No momento em que este artigo era escrito, os detidos ainda não haviam sido postos em liberdade e há jornalistas que foram detidos com suas câmeras nas mãos (no dia 3 de setembro foram libertados 30 pessoas, somente uma ficou detida por problemas com sua documentação). Foram detidas inclusive pessoas que não participaram da mobilização e estavam por acaso no lugar.
Com essa ação brutal fizeram um espetáculo no horário nobre das 21 horas, onde os meios de comunicação da burguesia colocaram em funcionamento sua maquinaria para desvirtuar a contundência da reivindicação e mostrar os manifestantes como violentos, radicalizados, agressivos.

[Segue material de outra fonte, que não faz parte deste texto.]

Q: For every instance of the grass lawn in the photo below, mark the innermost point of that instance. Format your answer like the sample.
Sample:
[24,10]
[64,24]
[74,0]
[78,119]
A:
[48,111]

Procuram assim deslegitimar e satanizar o protesto social com o único objetivo de seguir manobrando para ocultar a responsabilidade do macrismo nesse novo caso de sequestro na Argentina.
Esse fato acontece num momento de aumento na violência da ação repressiva do Governo, encorajado por um resultado relativamente favorável nas eleições e com a necessidade de ir preparando o ambiente face à segunda etapa de ajuste que vem logo após as eleições legislativas de outubro.
Em decorrência da crise capitalista mundial, empresários, latifundiários e banqueiros precisam aprofundar o ajuste sobre a classe trabalhadora quase como uma questão de sobrevivência, em que seu próprio sistema os envolve.
O macrismo enquanto representante conjuntural desses setores tem esta tarefa à sua frente. É daí que surge a necessidade por parte do Governo de fazer ser aceito o aparato repressivo e preparar o ambiente para neutralizar aqueles que se sabe que resistirão ao ajuste com luta política.
O ajuste não passa sem repressão e a classe dominante está afiando seus dentes.
Nesta sexta-feira, dia 1º de setembro, todas as forças vivas da Argentina estiveram nas ruas enfrentando politicamente o Estado em mobilizações unificadas que deram lugar a múltiplos atos.
Não existe poder igualável ao das massas quando se põem a marchar. Sem dúvida as mobilizações populares são uma mostra massiva de força na rua que sacode o tabuleiro político em qualquer lugar.
Trata-se de conseguir com que essa força se organize e se arme programaticamente para terminar com as feridas abertas da sociedade capitalista que precisa da repressão para perpetuar a desigualdade. É para isso que seu Estado existe.
[1] Organização militar nacional argentina que cumpre funções de polícia em cidades menores (Nota do Tradutor – N.T.).
[2] Coalizão política formada para o lançamento da candidatura de Macri à presidência da Argentina em 2015 (N.T.).
Artigo publicado na página El Militante, da seção argentina da Corrente Marxista Internacional Corriente Socialista Militante, sob o título “Santiago Maldonado: Desaparición forzada en Argentina, el Estado es responsable” , publicado em 4 de setembro de 2017.